Example of creating a projection and executing a procedure on a subgraph:

MATCH p=(n:SpecificLabel)-[r:REL_TYPE]->(m:SpecificLabel)
WITH project(p) AS subgraph
CALL module.procedure(subgraph, argument1, argument2, ...) YIELD * RETURN *;

Practical example with Twitter influencers

In this practical example, PageRank algorithm will be executed on a fictional Twitter dataset. PageRank execution is grouped by the Twitter hashtag, and each Tweet can have a different number of retweets.

CREATE (n:Tweet {id: 1, hashtag: "#WorldCup", content: "Cool world cup! #WorldCup"});
CREATE (n:Tweet {id: 2, hashtag: "#WorldCup", content: "The ball is round #WorldCup!"});
 
CREATE (n:Tweet {id: 3, hashtag: "#christmas", content: "The town is so shiny during #christmas!"});
CREATE (n:Tweet {id: 4, hashtag: "#christmas", content: "Why didn't I get any presents for #christmas?"});
 
MATCH (n:Tweet {id: 1}) MERGE (n)<-[:RETWEETED]-(:Tweet {hashtag: "#WorldCup", content: "Croatia first this year!"});
MATCH (n:Tweet {id: 1}) MERGE (n)<-[:RETWEETED]-(:Tweet {hashtag: "#WorldCup", content: "Farewall Dani Alves!"});
MATCH (n:Tweet {id: 2}) MERGE (n)<-[:RETWEETED]-(:Tweet {hashtag: "#WorldCup", content: "This is the best WC ever!"});
MATCH (n:Tweet {id: 2}) MERGE (n)<-[:RETWEETED]-(:Tweet {hashtag: "#WorldCup", content: "It's not so hot this time of the year in Qatar."});
MATCH (n:Tweet {id: 2}) MERGE (n)<-[:RETWEETED]-(:Tweet {hashtag: "#WorldCup", content: "What are your predictions?"});
MATCH (n:Tweet {id: 3}) MERGE (n)<-[:RETWEETED]-(:Tweet {hashtag: "#christmas", content: "Don't be a Grinch!"});
MATCH (n:Tweet {id: 4}) MERGE (n)<-[:RETWEETED]-(:Tweet {hashtag: "#christmas", content: "I'll give you a present!"});
MATCH (n:Tweet {id: 4}) MERGE (n)<-[:RETWEETED]-(:Tweet {hashtag: "#christmas", content: "Santa Claus will visit you tonight!"});
MATCH (n:Tweet {id: 4}) MERGE (n)<-[:RETWEETED]-(:Tweet {hashtag: "#christmas", content: "This year save me from tears"});
MATCH (n:Tweet {id: 4}) MERGE (n)<-[:RETWEETED]-(:Tweet {hashtag: "#christmas", content: "All I want for Christmas is youuuu"});

Running PageRank on the whole network

To run the PageRank algorithms available in the MAGE library, use the following query:

CALL pagerank.get() YIELD node, rank
SET node.rank = rank;

The PageRank algorithm will take into account all the nodes in the graph.
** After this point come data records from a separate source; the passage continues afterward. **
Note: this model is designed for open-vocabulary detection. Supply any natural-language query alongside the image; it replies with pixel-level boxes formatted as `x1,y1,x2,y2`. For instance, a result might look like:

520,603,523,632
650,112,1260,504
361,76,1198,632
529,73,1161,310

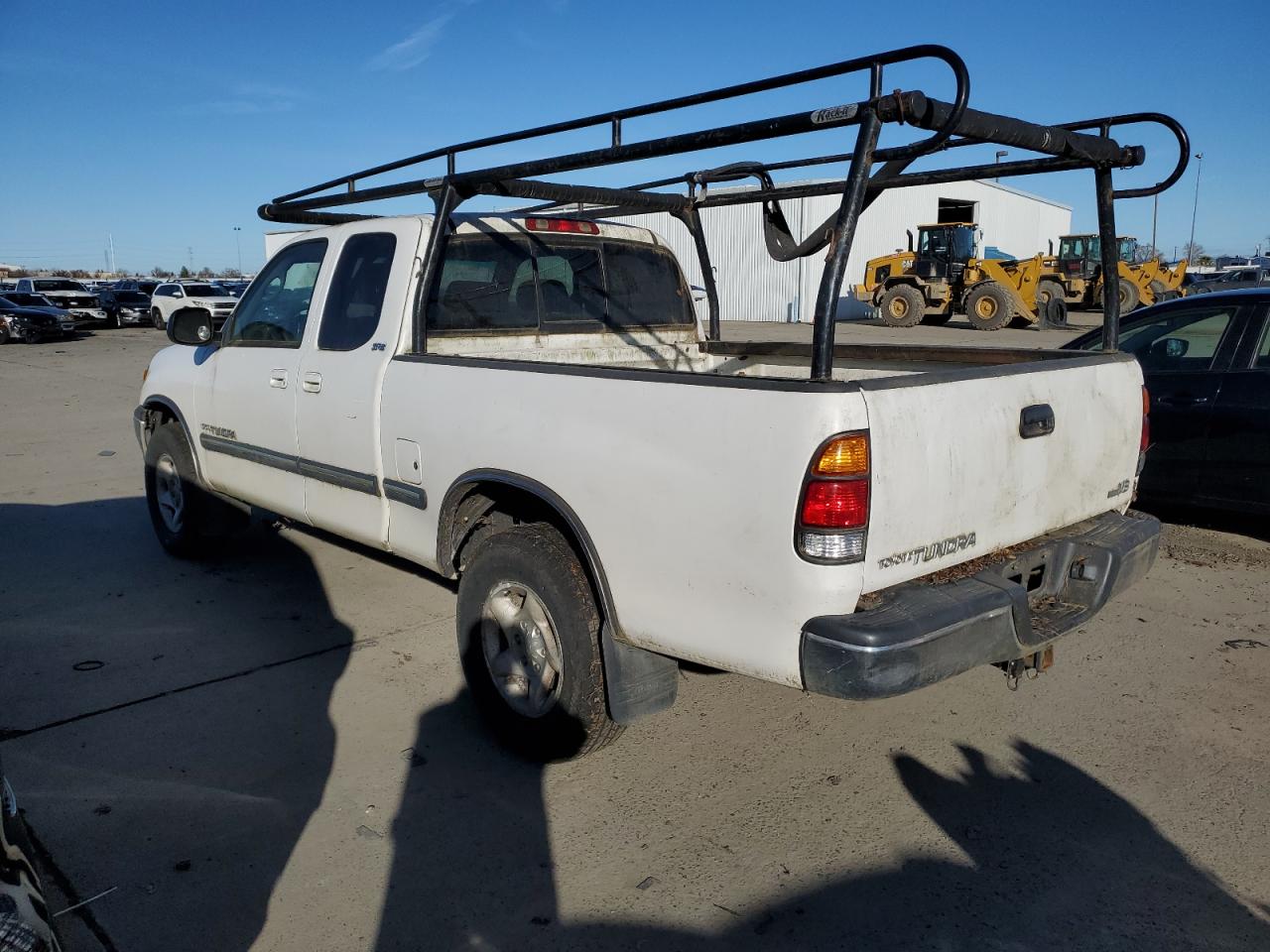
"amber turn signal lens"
812,432,869,476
It doesn't really make sense to correlate tweets about World Cup with tweets about Christmas, as they are thematically quite different and should be analyzed separately.
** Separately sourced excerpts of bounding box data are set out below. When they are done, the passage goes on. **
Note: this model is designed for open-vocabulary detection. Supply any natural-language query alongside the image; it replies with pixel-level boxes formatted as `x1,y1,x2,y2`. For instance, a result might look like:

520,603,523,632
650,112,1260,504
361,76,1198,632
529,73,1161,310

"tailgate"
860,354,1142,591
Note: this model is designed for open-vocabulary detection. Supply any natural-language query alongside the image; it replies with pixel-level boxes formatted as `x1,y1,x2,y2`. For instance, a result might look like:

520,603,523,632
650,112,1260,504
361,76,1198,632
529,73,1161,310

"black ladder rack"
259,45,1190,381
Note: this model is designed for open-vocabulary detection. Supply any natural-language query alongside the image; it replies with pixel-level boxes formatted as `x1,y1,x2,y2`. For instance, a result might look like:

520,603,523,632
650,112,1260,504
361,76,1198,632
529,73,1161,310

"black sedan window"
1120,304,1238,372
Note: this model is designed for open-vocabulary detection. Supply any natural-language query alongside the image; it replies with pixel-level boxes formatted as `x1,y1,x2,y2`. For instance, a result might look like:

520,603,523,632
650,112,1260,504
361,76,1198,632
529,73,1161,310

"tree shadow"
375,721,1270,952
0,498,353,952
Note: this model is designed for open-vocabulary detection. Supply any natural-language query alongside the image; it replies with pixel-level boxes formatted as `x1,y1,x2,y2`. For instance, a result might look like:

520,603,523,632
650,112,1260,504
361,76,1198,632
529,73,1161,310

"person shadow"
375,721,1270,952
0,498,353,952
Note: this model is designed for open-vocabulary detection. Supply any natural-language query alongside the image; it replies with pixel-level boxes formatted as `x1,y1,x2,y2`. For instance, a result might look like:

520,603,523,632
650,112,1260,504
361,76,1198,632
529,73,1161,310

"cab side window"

Running PageRank on a subgraph

To run the PageRank on a subset of Christmas tweets only, that portion of the graph is saved as a projection and used as the first argument of the query module:

MATCH p=(n:Tweet {hashtag: "#christmas"})-[r]->(m)
WITH project(p) AS christmas_graph
CALL pagerank.get(christmas_graph) YIELD node, rank
SET node.rank = rank
RETURN node.hashtag, node.content, rank
ORDER BY rank DESC;

The above query successfully updated the rank of the Christmas tweets only!
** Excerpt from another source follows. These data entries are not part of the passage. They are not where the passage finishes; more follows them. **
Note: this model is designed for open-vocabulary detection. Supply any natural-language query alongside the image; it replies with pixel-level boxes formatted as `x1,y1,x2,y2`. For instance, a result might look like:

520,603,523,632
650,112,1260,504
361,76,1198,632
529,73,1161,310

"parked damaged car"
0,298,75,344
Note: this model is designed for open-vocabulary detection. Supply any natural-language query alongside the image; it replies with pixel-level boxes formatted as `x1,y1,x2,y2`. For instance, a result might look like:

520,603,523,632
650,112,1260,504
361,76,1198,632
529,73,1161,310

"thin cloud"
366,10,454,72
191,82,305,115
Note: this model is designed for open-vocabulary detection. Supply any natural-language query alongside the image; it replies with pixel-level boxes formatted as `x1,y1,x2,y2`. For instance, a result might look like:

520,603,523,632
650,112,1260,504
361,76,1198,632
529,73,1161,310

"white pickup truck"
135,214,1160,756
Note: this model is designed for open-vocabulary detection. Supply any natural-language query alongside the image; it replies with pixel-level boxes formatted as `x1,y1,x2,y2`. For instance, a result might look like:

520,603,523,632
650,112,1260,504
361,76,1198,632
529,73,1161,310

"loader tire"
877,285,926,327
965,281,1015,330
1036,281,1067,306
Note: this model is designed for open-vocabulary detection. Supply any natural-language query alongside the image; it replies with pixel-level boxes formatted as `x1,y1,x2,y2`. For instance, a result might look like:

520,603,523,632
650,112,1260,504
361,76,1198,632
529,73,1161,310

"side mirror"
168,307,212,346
Let's do the same on the World Cup tweets by changing the value of the hashtag property:

MATCH p=(n:Tweet {hashtag: "#WorldCup"})-[r]->(m)
WITH project(p) AS christmas_graph
CALL pagerank.get(christmas_graph) YIELD node, rank
SET node.rank = rank
RETURN node.hashtag, node.content, rank
ORDER BY rank DESC;

Mapping custom procedure names to existing query procedures

If you want to replace procedure names your application calls without changing the application code, you can define the mapping of the old and new procedure names in a JSON file, then set the path to the files as the value of the query-callable-mappings-path configuration flag.

Example of a JSON file:

{
    "db.components": "mgps.components",
    "util.validate": "mgps.validate"
}

Control procedure memory usage

When running a procedure, Memgraph controls the maximum memory usage that the procedure may consume during its execution. By default, the upper memory limit when running a procedure is 100 MB. If your query procedure requires more memory to yield its results, you can increase the memory limit using the following syntax:

CALL module.procedure(arg1, arg2, ...) PROCEDURE MEMORY LIMIT 100 KB YIELD result;
CALL module.procedure(arg1, arg2, ...) PROCEDURE MEMORY LIMIT 100 MB YIELD result;
CALL module.procedure(arg1, arg2, ...) PROCEDURE MEMORY UNLIMITED YIELD result;

The limit can either be specified to a specific value (either in KB or in MB), or it can be set to unlimited.